Active AND Passive
I stumbled across the following table:
Percentage of Advisors Using Primarily Active Investments by Asset Class
Source: 2016 FUSE Advisor Trend Monitor – Product Usage: The Advisor View Note: Percentages include responses for “Significant Use” and “Meaningful Use”
Over the more than 12 years I have been blogging, I have consistently talked about the extent to which markets, portfolio management and investment products evolve and I think this table speaks to the point. While I believe that a 60/40 equity/fixed income is the starting point for portfolio construction, sticking with it with blind devotion is potentially problematic for whenever interest rates rise. Additionally, as the capital markets have more direct participants due to defined contribution plans replacing defined benefit plans, more people are exposed to doing the wrong thing in the face of a large decline (selling after the market falls and watching it go back up while sitting on cash).

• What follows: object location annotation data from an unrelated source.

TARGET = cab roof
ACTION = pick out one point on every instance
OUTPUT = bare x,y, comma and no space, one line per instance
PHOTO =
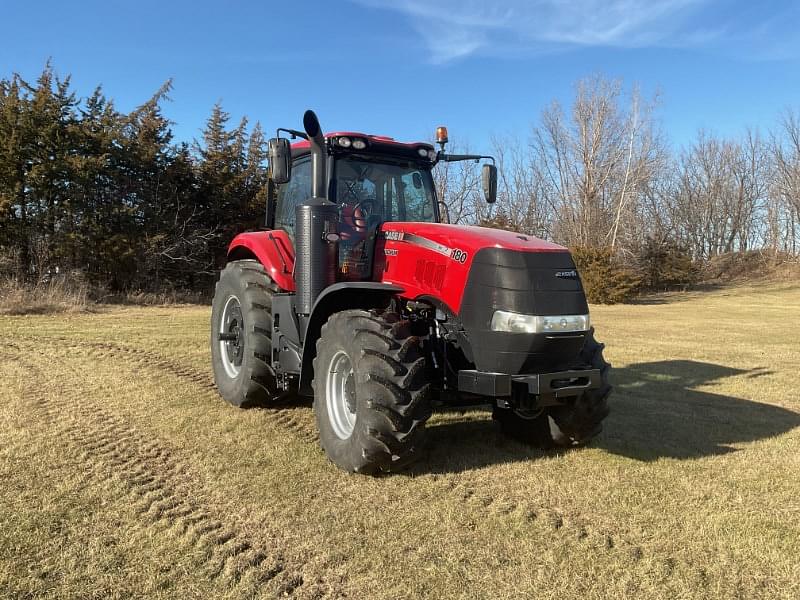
301,145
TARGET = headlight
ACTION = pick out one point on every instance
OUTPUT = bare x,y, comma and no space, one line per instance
503,320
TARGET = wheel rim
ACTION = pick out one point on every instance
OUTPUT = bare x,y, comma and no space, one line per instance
340,397
231,349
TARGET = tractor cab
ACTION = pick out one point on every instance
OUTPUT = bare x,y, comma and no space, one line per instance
372,180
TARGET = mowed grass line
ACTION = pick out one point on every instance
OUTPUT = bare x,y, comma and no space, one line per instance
690,492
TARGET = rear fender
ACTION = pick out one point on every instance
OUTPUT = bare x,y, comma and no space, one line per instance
273,249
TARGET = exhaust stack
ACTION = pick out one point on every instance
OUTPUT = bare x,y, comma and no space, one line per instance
316,229
319,162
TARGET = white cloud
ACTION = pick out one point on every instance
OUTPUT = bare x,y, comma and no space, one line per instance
457,28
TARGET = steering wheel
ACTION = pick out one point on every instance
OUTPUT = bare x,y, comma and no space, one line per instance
357,215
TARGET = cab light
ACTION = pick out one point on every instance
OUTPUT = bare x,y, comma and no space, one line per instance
511,322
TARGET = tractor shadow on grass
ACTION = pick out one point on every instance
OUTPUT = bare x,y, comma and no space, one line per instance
655,413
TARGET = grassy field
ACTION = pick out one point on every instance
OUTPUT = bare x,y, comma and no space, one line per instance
122,473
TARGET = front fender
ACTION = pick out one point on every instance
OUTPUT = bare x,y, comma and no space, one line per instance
273,249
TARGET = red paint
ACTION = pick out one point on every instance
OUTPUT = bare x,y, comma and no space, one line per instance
419,270
425,272
354,134
276,254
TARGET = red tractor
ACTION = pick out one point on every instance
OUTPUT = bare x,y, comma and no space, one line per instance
358,294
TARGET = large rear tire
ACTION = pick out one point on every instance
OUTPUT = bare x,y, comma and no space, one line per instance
241,332
370,396
573,424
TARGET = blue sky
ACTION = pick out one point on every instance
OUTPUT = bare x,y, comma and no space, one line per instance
401,67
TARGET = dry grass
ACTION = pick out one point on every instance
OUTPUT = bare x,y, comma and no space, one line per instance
124,474
58,295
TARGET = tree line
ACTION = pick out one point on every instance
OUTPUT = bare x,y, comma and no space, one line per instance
108,195
86,188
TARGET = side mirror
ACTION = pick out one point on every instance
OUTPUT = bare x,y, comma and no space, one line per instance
280,159
489,178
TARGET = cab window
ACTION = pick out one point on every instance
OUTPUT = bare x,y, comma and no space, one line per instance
296,191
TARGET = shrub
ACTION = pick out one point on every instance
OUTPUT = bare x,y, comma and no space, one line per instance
665,265
605,279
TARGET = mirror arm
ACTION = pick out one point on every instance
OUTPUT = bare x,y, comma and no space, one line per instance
458,157
292,132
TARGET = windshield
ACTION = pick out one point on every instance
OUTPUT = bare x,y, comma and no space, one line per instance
385,191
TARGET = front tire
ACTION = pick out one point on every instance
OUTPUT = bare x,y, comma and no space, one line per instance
241,331
571,425
370,396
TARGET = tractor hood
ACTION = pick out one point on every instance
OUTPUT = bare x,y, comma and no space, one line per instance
473,272
434,260
469,240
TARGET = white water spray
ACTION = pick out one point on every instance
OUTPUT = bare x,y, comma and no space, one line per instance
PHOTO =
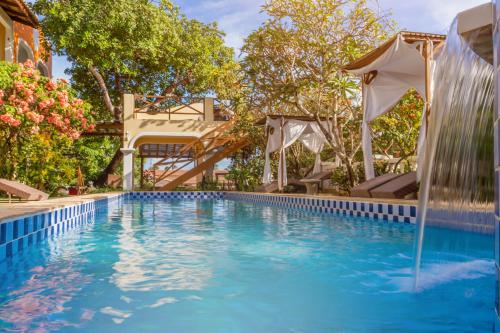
458,173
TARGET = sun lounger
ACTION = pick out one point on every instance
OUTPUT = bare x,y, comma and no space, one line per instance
23,191
364,189
273,186
398,188
314,181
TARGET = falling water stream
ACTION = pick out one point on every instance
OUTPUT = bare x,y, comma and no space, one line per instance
458,174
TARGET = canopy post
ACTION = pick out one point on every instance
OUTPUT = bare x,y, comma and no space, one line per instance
142,172
428,77
282,161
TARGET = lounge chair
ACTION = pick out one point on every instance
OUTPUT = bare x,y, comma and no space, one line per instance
273,186
364,189
397,188
20,190
314,181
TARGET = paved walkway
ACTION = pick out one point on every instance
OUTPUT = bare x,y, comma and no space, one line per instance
19,209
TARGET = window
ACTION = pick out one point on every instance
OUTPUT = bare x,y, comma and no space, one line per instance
24,52
42,68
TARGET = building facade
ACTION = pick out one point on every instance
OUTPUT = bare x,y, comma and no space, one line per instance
20,37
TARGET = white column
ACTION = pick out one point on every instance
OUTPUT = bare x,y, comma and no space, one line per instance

These factors along with the ETP industry’s ability to offer new strategies to retail sized accounts that were previously unavailable is that evolution and the table shows assets flowing into these “new” segments as a function of need or at least perceived need. I concede that some funds will simply not be able do what they say they will do (this became apparent during the financial crisis). Mitigating this concern has to involve a proper study of the strategy being implemented, how the fund you choose goes about implementing the strategy and then staying current on research that comes out.
An example of this can be found with managed futures which seemed to always do well but after going up in late 2008, started to decline in 2009 and has been mostly trending lower ever since. One theory that popped up is that managed futures got a lot of its return from a large cash balance (the cash collateralizing the futures exposure) paying 4% or 5% or whatever money markets paid before the zirp era.
The way I specifically interpret the table above is money is moving into segments/strategies that although have been around, are new to many advisors and individual investors. Money flowing into these strategies is at least in part recognition that market conditions pose a serious obstacle to overcome (rates got to a point where they could not go lower). It is probably not a good idea for an advisor to learn how to implement a new (to them) strategy with client assets. Additionally, things like tactical strategies and although not on the list I will throw in merger arbitrage, hedge fund replication and any of the other alternative we have discussed in previous posts are potentially full time endeavors unto themselves and the typical advisor won’t have the time and resources to run their own absolute return strategy.
In a related note, Chris Ailman the CIO from CalSTRS was on Bloomberg TV recently talking about the pension shifting assets away from active management to more passive. He said they will now have 30% in active strategies. He said the results don’t justify the fees. The anchor pushed back, asking about using active management to manage volatility which did not seem to resonate with Ailman. CalSTRS of course is far from a passive investor. They have frequently changed their asset allocation targets, most notably adopting the use of hedge funds and then after a run of disappointing returns, rotated out of them. The CalSTRS time horizon is the same it has always been which is infinite so changes in asset allocation are a form of active management.
As I have said before active versus passive is the wrong conversation because most, if not all portfolios have more than an active element to them. Some strategies involve active strategies with passive funds, adjusting asset allocation over time is an active endeavor, when an emergency pops up figuring out how the portfolio will pay for it is an active process, all of which is of course far beyond the conversation of adding alpha with active management and/or managing volatility. Despite his comments Ailman still has 30% in active.
A rational investor, if there is such a thing, will use the best tool for each exposure he wants. Over time the best exposure for a given asset class, strategy or segment will change as evidence by the ubiquity of ETFs.